Should you ever want to visualize the definition of “unstructured data”, there is no need to look beyond the beautiful chaos that is 503,000 ESPN tweets all harvested using DiscoverText. It would be an understatement to call an archive of this nature diverse. Posts appear in Spanish, Chinese, Korean, and Turkish. There are references to the obvious like LeBron James and his ego, and to the obscure, like European soccer club Olympique Marseille losing their best striker. In addition, there are numerous re-tweets, and the occasional post which is simply incomprehensible.
To even begin to make sense of an archive this massive seems daunting, as viewing each individual tweet is nearly impossible. However, using DiscoverText to code, train, and classify the data; it is possible to develop a better understanding of the nature of the tweets. Have a hunch that most of the tweets are about LeBron James? By coding training, and classifying the data, you may make your hypothesis about your data, and then see how accurate that hypothesis was.
In my first post, I will detail the progress I made when coding and classifying the tweets, and how the accuracy improved the more I coded data. By continuing to code your data you can improve the accuracy of your classifier over time, and have a better understanding of your data by studying the “classifier report”.
I began by creating my classifier, by using a manageable amount of codes, such as, Baseball, Basketball, American Football, Soccer, Hockey, ESPN, and Other.
To see the gradual improvement of the classifier, I began by coding a modest 200 data units. While this is only a fraction of the entire dataset, this is far more manageable than 503,000 tweets that I started with. When finished, I trained the classifier using the data I had just coded. I then decided to just classify 100 data units, and then check for accuracy.
After checking the accuracy, the classifier had a reliability of 60%. While this is certainly far from perfect, this is still impressive classifier accuracy for just an hour’s work.

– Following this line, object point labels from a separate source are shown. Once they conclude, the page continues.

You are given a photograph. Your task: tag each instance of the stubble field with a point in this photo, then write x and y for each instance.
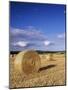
(51, 73)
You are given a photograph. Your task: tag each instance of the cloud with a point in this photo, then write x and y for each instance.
(48, 43)
(27, 33)
(20, 44)
(61, 36)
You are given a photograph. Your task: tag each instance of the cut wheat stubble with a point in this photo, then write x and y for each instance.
(27, 62)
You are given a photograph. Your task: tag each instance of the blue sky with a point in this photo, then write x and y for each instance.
(37, 26)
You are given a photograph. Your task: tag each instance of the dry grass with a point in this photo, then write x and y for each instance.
(51, 73)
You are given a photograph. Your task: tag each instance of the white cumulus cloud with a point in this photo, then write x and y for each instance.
(20, 43)
(62, 35)
(48, 43)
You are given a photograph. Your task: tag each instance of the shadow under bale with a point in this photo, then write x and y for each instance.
(47, 67)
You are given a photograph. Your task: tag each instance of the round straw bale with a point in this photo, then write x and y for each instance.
(27, 62)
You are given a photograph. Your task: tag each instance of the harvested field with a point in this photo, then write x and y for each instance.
(51, 73)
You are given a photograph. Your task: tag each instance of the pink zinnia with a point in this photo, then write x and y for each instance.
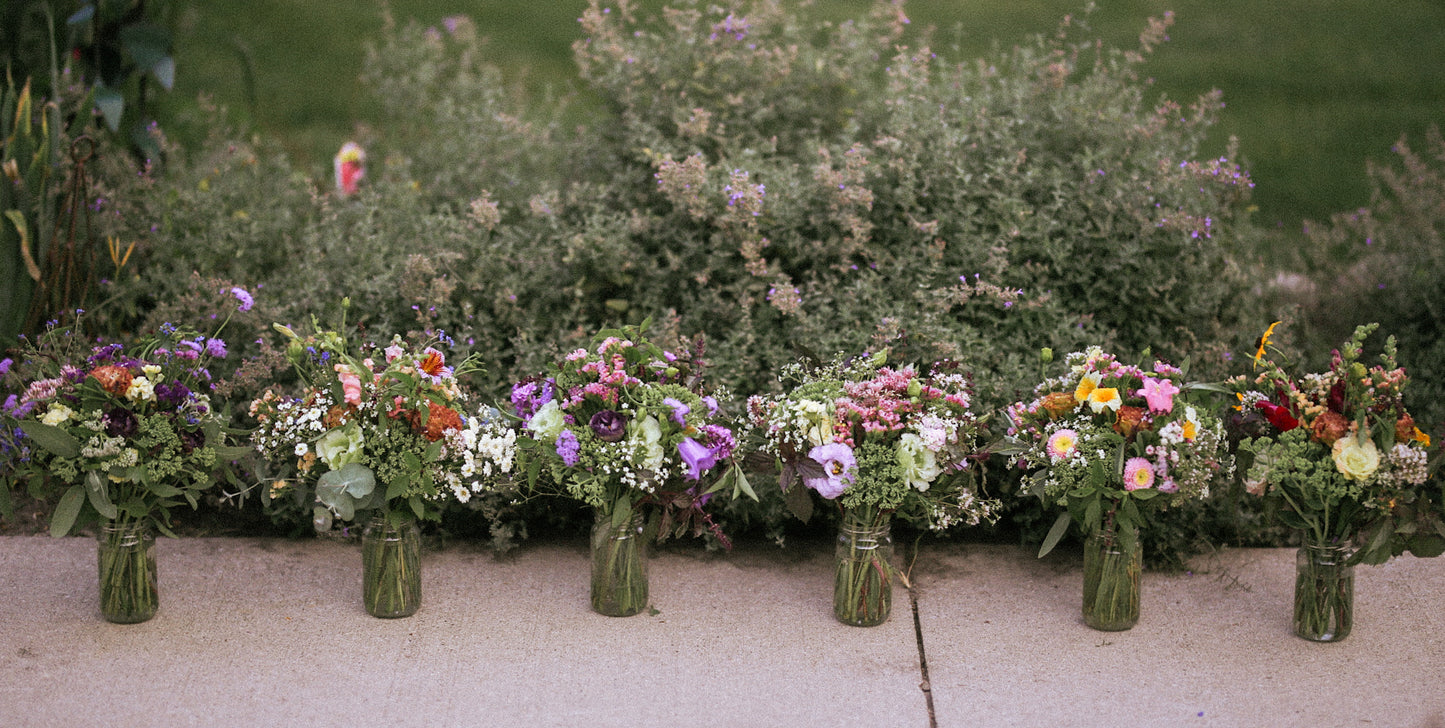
(1137, 474)
(1159, 393)
(1062, 444)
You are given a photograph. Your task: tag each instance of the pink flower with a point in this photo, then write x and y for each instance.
(838, 470)
(350, 384)
(1137, 474)
(1159, 393)
(1062, 444)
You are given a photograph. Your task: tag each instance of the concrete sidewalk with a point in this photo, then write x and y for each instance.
(265, 631)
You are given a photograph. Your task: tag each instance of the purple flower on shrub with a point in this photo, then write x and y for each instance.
(609, 426)
(567, 448)
(697, 457)
(679, 410)
(244, 299)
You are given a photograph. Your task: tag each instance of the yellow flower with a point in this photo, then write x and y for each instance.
(1263, 341)
(1103, 397)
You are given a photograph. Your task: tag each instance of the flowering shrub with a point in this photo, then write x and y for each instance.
(626, 425)
(385, 429)
(1340, 452)
(1106, 438)
(124, 434)
(879, 441)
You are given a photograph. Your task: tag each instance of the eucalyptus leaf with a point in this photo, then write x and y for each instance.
(1061, 526)
(54, 439)
(67, 510)
(98, 496)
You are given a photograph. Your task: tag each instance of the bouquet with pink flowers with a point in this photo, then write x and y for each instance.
(1104, 441)
(877, 441)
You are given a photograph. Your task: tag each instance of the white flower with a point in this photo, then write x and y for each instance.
(645, 436)
(57, 415)
(546, 422)
(918, 462)
(140, 390)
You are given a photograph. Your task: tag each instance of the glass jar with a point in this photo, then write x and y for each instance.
(392, 566)
(1111, 568)
(863, 574)
(619, 565)
(1324, 591)
(127, 572)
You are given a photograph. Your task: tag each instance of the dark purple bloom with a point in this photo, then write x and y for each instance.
(120, 423)
(609, 426)
(697, 457)
(567, 448)
(243, 298)
(679, 410)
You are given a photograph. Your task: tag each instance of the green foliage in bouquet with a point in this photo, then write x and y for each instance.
(1340, 454)
(122, 434)
(1107, 439)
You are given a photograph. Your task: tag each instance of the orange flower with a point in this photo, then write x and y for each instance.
(113, 379)
(432, 364)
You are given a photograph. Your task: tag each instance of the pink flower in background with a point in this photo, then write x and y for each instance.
(350, 168)
(1159, 393)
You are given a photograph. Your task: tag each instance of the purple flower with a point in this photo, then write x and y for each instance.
(244, 299)
(120, 423)
(609, 426)
(838, 470)
(679, 410)
(697, 457)
(567, 448)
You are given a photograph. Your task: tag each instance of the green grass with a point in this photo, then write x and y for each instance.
(1312, 87)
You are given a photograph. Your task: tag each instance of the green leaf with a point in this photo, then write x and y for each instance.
(98, 497)
(67, 510)
(54, 439)
(165, 71)
(111, 106)
(1061, 526)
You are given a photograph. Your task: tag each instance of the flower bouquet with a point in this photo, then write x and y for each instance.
(879, 442)
(1344, 461)
(126, 434)
(383, 432)
(624, 428)
(1107, 441)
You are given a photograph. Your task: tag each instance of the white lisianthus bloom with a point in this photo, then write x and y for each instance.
(918, 462)
(645, 436)
(341, 447)
(58, 415)
(1356, 457)
(140, 390)
(546, 422)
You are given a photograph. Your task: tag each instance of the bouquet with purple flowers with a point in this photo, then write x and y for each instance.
(626, 428)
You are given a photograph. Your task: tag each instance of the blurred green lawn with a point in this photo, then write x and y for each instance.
(1312, 87)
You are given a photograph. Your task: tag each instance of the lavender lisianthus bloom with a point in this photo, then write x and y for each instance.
(697, 457)
(609, 426)
(838, 470)
(679, 410)
(567, 447)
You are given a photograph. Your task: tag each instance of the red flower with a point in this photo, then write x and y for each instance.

My next step was to code far more data units, and then put a little more pressure on the classifier. By coding 500 data units, and classifying 10,000 data units, I could discover more about the nature of my tweets. To do this, after coding, training, and classifying, I checked the “Classification Report”, which gives a breakdown of the tweets.
What I found on the breakdown, was quite similar to what I saw when coding. From my observation, many of the tweets were specifically about ESPN’s coverage of the NBA Finals, all of which I coded ESPN. There were numerous foreign language posts, none of which, with the exception of the lone post in French, I could read, therefore I coded them as “Other”. Basketball, because of being around the time of the Finals, also took up a large percentage of the tweets. These percentages all made sense; however, I still had to check the accuracy of the classifier.
This time, I would still check 100 of the 10,000 which I classified, however, they would not be consecutive, instead, I used a simple random sample of the classified tweets. What I found, was much to my liking, making me more confident with the classification report. The classifier had an accuracy of the 70%. Much improved, but why? The easiest explanation is more training data. I quickly saw LeBron James classified as “Basketball”, Spanish posts as “Other”, and all those people ranting about ESPN’s coverage of the NBA Finals as “ESPN”. References to the Miami Heat or the Dallas Mavericks were classified as “Basketball”, and the few and far tweets regarding Hockey, were for the most part classified correctly.
What I did with the ESPN Tweets is easily replicable using DiscoverText. You may import not just ESPN tweets, but tweets from anyone. It does not have to be the “worldwide leader in sports”, ever have a hunch to scrape all of LeBron’s tweets, it is possible. Or, as you see in the post by my colleague Josh, the entire Arab Spring can be captured using DiscoverText.
A dataset of this size is great proof of the power of DiscoverText, and there is far more data which can be analyzed. When I began, I had no idea what my results would yield, for example, I had no idea the majority of ESPN tweets weren’t actually commenting on the sports, but on ESPN itself. This is a testimony to what can unlocked by using DiscoverText.